I support the Whole Foods and the Park Project and would urge Malibu to vote “yes” on Measure W this Nov. 3.

Let me give you my many reasons.

We’ve been a city since 1991 and there has been very little commercial development since then. Our resident population is about the same as it was when we became a city. What has increased is the traffic passing through Malibu en route to work on the Westside, or to home in the West Valley and eastern Ventura County. That’s not going to change; in fact, that’s going to increase. More and more, we are all going to be sticking closer to home because going into town — in any direction — has become such an ordeal. Originally, the thought was if we say “no” to all new commercial development, we could maintain the rural character of Malibu with small mom-and-pop stores and a local flavor. You have to ask yourself: Have we succeeded in maintaining the local flavor? I think not. Just walk through the Malibu Civic Center and count the retail stores. Almost all are national chains, selling primarily women’s clothes and accessories. Unless we do something — and that means creating some new commercial — we’re just going to be nothing but Louis Vuitton and Hermès in quaint little shopping centers masquerading as a town. 

There are a group of naysayers in Malibu who see every change as an apocalypse and all of it as a zero sum game. It isn’t so, and it doesn’t have to be so. We’ve had successes and we should try to repeat them. For example, the just totally renovated Trancas Center in Western Malibu is a very well done center, and it includes some wonderful, well thought out public space. We were there recently for a concert, which we watched while sitting on the patio of the restaurant. There were people and families sitting on the lawn, picnicking on a warm summer evening, enjoying themselves. It isn’t just what people build. You can’t reduce it all to a count of car trips or other silly mechanical measurements. If they build it with taste and scale it to our community, it works and adds to our experience of living here.

The Whole Foods project isn’t just a market and some commercial space. It’s also a park and a public space, which we need. It’s designed by local architect Ron Goldman (I admit to be biased because Ron designed my house), and it’s built so the public spaces work and traffic flow is accounted for and handled.

We will have an area that will be an outdoor meeting place for all of us. In Malibu, our public spaces are principally in the private shopping centers. The park, sand pile and play equipment in the Koss Center, originally built by Fred Segal, is really sort of our unofficial town square. Also, when developers develop a shopping center, it’s in their interest to maintain them to attract tenants and shoppers, so, often, their property is maintained much more creatively than public property.

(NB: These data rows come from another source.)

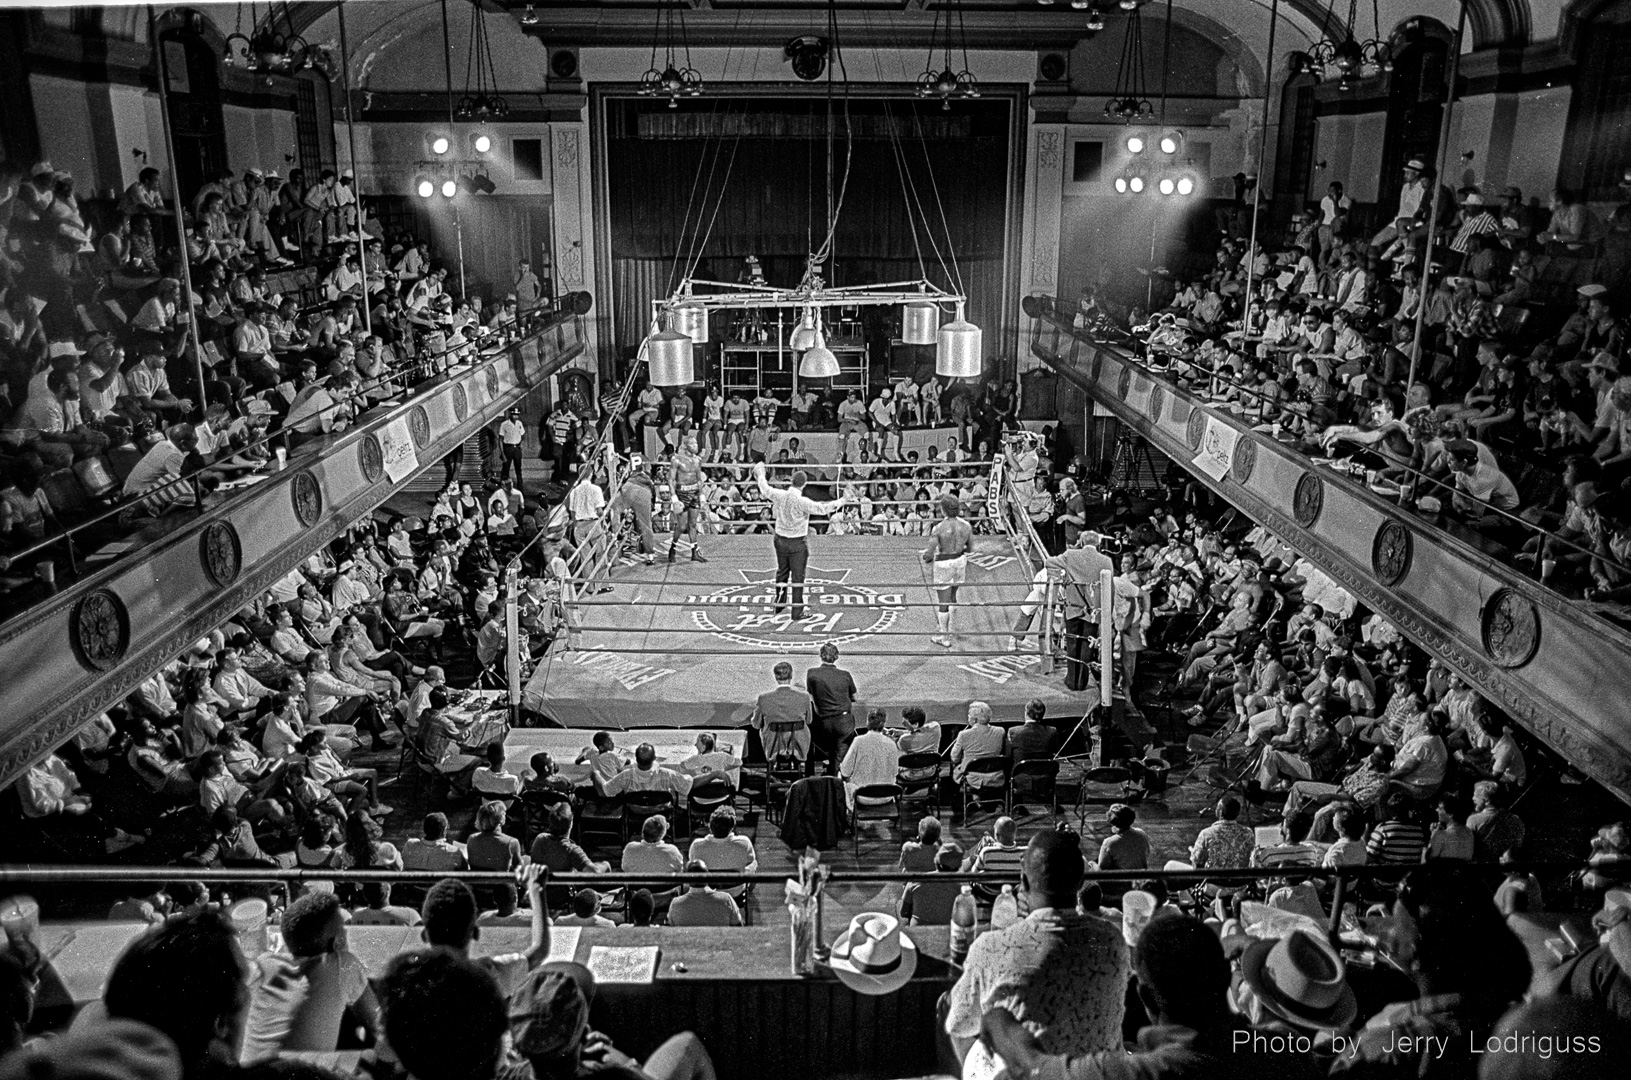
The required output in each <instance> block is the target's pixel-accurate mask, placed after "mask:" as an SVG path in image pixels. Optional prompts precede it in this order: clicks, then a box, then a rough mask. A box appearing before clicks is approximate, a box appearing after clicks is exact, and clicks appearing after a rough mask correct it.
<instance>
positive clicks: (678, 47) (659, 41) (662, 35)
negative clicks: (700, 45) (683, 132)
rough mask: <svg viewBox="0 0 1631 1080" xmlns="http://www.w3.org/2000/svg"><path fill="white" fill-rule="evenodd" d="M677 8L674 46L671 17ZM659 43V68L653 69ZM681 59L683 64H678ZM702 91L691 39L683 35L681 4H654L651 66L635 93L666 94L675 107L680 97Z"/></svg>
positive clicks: (645, 73) (646, 95)
mask: <svg viewBox="0 0 1631 1080" xmlns="http://www.w3.org/2000/svg"><path fill="white" fill-rule="evenodd" d="M677 10H678V20H680V33H678V46H675V33H674V18H675V11H677ZM659 46H661V47H662V69H661V70H659V69H657V47H659ZM682 55H683V57H685V59H683V64H685V65H683V67H680V64H682V60H680V57H682ZM701 91H703V77H701V72H698V70H696V69H695V67H692V42H690V39H688V38H687V36H685V10H683V7H682V5H670V7H667V8H664V7H662V5H659V7H657V24H656V28H654V29H652V36H651V67H649V69H646V73H644V75H641V77H639V93H641V95H644V96H648V98H667V100H669V108H670V109H675V108H678V104H680V98H696V96H700V95H701Z"/></svg>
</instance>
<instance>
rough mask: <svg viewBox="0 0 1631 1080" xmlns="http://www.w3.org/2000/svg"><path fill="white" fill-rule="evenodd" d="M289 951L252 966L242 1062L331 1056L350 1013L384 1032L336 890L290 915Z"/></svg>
mask: <svg viewBox="0 0 1631 1080" xmlns="http://www.w3.org/2000/svg"><path fill="white" fill-rule="evenodd" d="M282 933H284V951H282V953H266V954H264V956H259V958H258V959H256V961H254V972H253V980H251V990H250V1015H248V1018H246V1023H245V1033H243V1052H241V1060H243V1062H245V1064H248V1065H253V1064H256V1062H263V1060H271V1059H274V1057H276V1056H277V1054H281V1052H289V1051H321V1052H326V1051H333V1049H336V1046H338V1044H339V1029H341V1018H343V1016H344V1013H346V1011H347V1010H349V1011H351V1013H352V1015H354V1016H356V1018H357V1020H360V1021H362V1025H364V1026H365V1028H367V1029H369V1031H370V1033H377V1031H380V1008H378V1003H377V1002H375V998H373V990H372V987H370V985H369V972H367V971H365V969H364V966H362V961H359V959H357V958H356V956H354V954H352V953H351V951H349V949H347V948H346V912H344V910H343V909H341V905H339V901H338V899H336V897H334V894H333V892H308V894H307V896H302V897H300V899H298V901H295V902H294V904H290V905H289V909H287V910H284V920H282Z"/></svg>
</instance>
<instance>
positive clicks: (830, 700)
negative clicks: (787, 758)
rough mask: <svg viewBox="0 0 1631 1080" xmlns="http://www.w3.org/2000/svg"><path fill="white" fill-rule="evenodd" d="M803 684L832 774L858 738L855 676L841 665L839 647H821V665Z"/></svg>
mask: <svg viewBox="0 0 1631 1080" xmlns="http://www.w3.org/2000/svg"><path fill="white" fill-rule="evenodd" d="M804 687H806V688H807V690H809V693H811V700H812V703H814V708H816V729H814V733H812V734H814V736H816V737H814V742H816V749H817V752H819V754H820V757H822V759H825V764H824V765H822V768H825V770H827V772H829V773H832V770H833V768H837V765H838V762H842V760H843V755H845V752H846V750H848V749H850V741H851V739H855V679H853V677H851V675H850V672H846V671H843V669H842V667H838V646H837V644H833V643H832V641H829V643H827V644H824V646H820V667H811V669H809V671H807V672H806V674H804Z"/></svg>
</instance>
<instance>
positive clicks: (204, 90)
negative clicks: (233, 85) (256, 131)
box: [158, 23, 227, 199]
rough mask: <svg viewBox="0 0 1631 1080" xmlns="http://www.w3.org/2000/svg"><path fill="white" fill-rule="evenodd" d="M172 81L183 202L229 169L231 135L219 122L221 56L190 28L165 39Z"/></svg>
mask: <svg viewBox="0 0 1631 1080" xmlns="http://www.w3.org/2000/svg"><path fill="white" fill-rule="evenodd" d="M158 41H160V47H161V49H163V72H165V73H166V75H168V78H170V132H171V137H173V139H175V145H176V186H178V189H179V191H181V194H183V197H186V199H191V197H192V193H194V191H197V189H199V188H202V186H204V181H206V179H210V178H214V176H219V175H220V171H222V170H223V168H227V132H225V126H223V124H222V117H220V69H219V67H217V64H220V54H219V52H217V51H215V49H212V47H210V46H209V42H206V41H204V38H202V36H199V33H197V31H194V29H192V28H191V23H188V24H184V26H183V28H175V29H166V31H163V34H160V39H158Z"/></svg>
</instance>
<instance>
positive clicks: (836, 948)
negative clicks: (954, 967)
mask: <svg viewBox="0 0 1631 1080" xmlns="http://www.w3.org/2000/svg"><path fill="white" fill-rule="evenodd" d="M832 969H833V972H835V974H837V976H838V979H840V980H842V982H843V984H845V985H848V987H850V989H851V990H855V992H858V994H894V992H895V990H899V989H900V987H904V985H905V984H907V980H908V979H910V977H912V972H915V971H917V945H913V943H912V938H908V936H907V935H904V933H900V920H899V918H895V917H894V915H884V914H881V912H861V914H860V915H856V917H855V918H851V920H850V928H848V930H845V932H843V933H842V935H838V940H837V941H833V943H832Z"/></svg>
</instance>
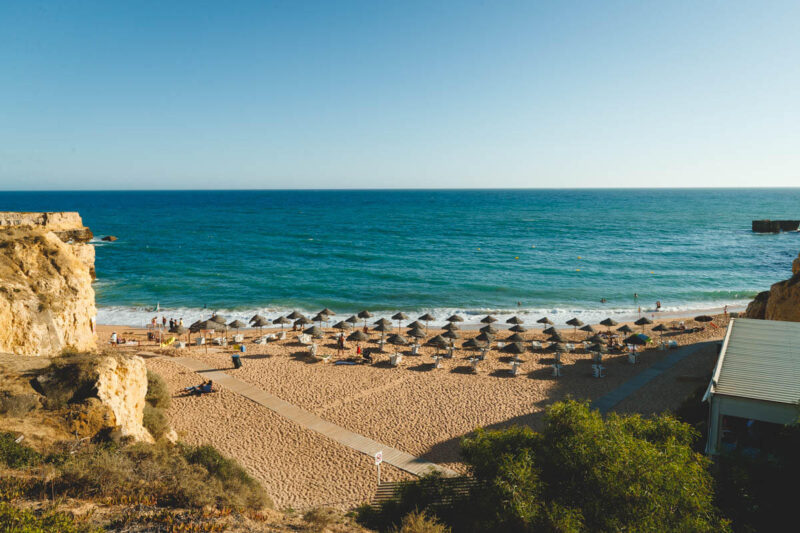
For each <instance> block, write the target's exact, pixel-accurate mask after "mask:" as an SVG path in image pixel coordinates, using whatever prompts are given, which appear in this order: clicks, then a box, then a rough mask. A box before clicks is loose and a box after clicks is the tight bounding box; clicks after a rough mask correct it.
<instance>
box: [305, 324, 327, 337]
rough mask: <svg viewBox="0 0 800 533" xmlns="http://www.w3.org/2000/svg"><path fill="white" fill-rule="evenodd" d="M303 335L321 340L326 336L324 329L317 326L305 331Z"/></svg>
mask: <svg viewBox="0 0 800 533" xmlns="http://www.w3.org/2000/svg"><path fill="white" fill-rule="evenodd" d="M303 333H305V334H306V335H311V336H312V337H316V338H320V337H322V335H324V333H325V332H324V331H323V330H322V328H318V327H317V326H311V327H310V328H308V329H306V330H303Z"/></svg>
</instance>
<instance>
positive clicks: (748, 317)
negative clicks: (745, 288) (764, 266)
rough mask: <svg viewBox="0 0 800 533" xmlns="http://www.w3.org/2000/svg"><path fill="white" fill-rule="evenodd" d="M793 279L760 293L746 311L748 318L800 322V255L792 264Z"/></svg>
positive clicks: (747, 306)
mask: <svg viewBox="0 0 800 533" xmlns="http://www.w3.org/2000/svg"><path fill="white" fill-rule="evenodd" d="M792 274H794V275H793V276H792V277H791V278H789V279H787V280H784V281H779V282H778V283H775V284H774V285H772V287H770V289H769V291H765V292H762V293H759V294H758V296H756V298H755V300H753V301H752V302H750V305H748V306H747V310H746V311H745V316H746V317H747V318H761V319H766V320H784V321H789V322H800V255H798V257H797V259H795V260H794V261H793V262H792Z"/></svg>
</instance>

What’s also important in a center development is who is doing the development. I’ve known Steve Soboroff for the 28 years that we’ve owned the newspaper. When the community needs something, Steve is always the first guy to step up and offer to help. He has deep roots in this community, understands it, believes in a good tenant mix, and is very much present and hands on. He’s not some distant, off-shore investment group. He’s exactly what you want in a local developer.

I support this project because we need it. If we don’t add some commercial space, the prices will just keep rising, and local small operators will continue to leave. We can’t always be saying “no” because we’re frightened. It simply doesn’t work — whether it’s here in Malibu or in Washington, D.C.

At some point, we have to be able to get to “yes.”